Lorsque Léo revint à lui, la première chose dont il prit conscience fut le corps sur lequel il était étalé. Grognant un juron, il se redressa aussitôt, ignora le bref vertige qui lui saisit le crâne, et s'éloigna du garçon qui lui avait visiblement servi de matelas d'atterrissage après leur chute dans le terrier du lapin.

Exécutant une rapide check-list mentale, il s'aperçut qu'il était toujours vivant. Comme l'avait prédit Nathan, malgré l'absurdité totale de la situation – combien de mètres avaient-ils dégringolé, là-dedans ? Et surtout, étaient-ils tombés ? Léo se maudit de ne pas y avoir songé avant – repérer le périmètre, ça aurait dû être son premier réflexe, mais son esprit n'avait pas la même assiduité militaire que celui de Charlie ou de Judith, et il avait toujours un peu de mal à organiser les tourbillons de pensées (plus ou moins futiles) qui bourdonnaient dans son esprit de manière constante.

Le périmètre, se rappela-t-il à l'ordre.

La première chose qui le frappa fut la forte odeur de bois verni qui embaumait l'atmosphère. Un parquet en bois, des tables en bois, des murs lambrissés de bois et tout un tas d'outils qui, à en juger par la sciure qui recouvrait les établis, devaient servir à sculpter le bois. Quelques uns des ouvrages nés de leurs dents et de leurs pinces étaient exposés en vrac sur une commode, un dinosaure que l'on avait commencé à peindre, quelques poupées, une panthère figée en plein saut et un petit avion à hélice. Dans un coin de la pièce, une immense cuve en étain grimpait jusqu'au plafond ; Léo savait qu'elle était emplie d'encre, que le propriétaire des lieux teintait par la suite pour obtenir une large palette de couleurs, par un procédé qui échappait encore au garçon.

Il se trouvait dans l'atelier de Santa. L'atelier en lui-même, sans la majuscule qui désignait tout l'immense complexe qui s'étalait sous la cheminée du Pôle. L'atelier dans lequel le Père Noël fabriquait ses jouets – et, plus récemment, depuis lequel il coordonnait toutes les factions de son usine et s'occupait de l'organisation administrative de Noël, ayant délégué les tâches plus manuelles à son armada de lutins.

Cela aurait dû être la première fois qu'il mettait les pieds ici, mais il ressentit une drôle d'impression en observant les lieux, une réminiscence familière ressuscitée des tréfonds de sa mémoire. Sachant qu'il était incapable de se souvenir de la moindre scène antérieure à ses onze ans – le jour où Santa l'avait ramené chez lui, dans sa famille, lorsque Léo était entré pour la première fois dans le salon des Claus –, l'expérience se trouvait aussi inédite qu'inexplicable.

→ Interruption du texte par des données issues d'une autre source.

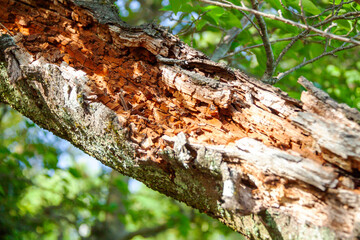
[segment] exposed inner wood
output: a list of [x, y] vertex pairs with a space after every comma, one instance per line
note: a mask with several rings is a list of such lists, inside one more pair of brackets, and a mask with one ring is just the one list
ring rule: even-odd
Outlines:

Il aurait aimé s'y pencher avec un peu plus de précision, mais il avait conscience que la situation ne s'y prêtait pas, pour l'instant. Rangeant l'idée dans un coin de son esprit, il se promit d'en toucher deux mots à Santa. S'ils le retrouvaient. Et qu'il était toujours vivant. Évidemment.

Un long grognement plaintif s'éleva derrière lui, lui rappelant la présence de Nathan, toujours étendu au sol. Le garçon n'allait pas tarder à se réveiller, songea Léo, en hésitant quant à ce qu'il devait faire. Il l'aurait bien laissé se débrouiller, mais il ne pouvait empêcher sa foutue conscience de lui envoyer de mauvais relents de culpabilité à l'idée de laisser son comparse étalé seul sur le parquet.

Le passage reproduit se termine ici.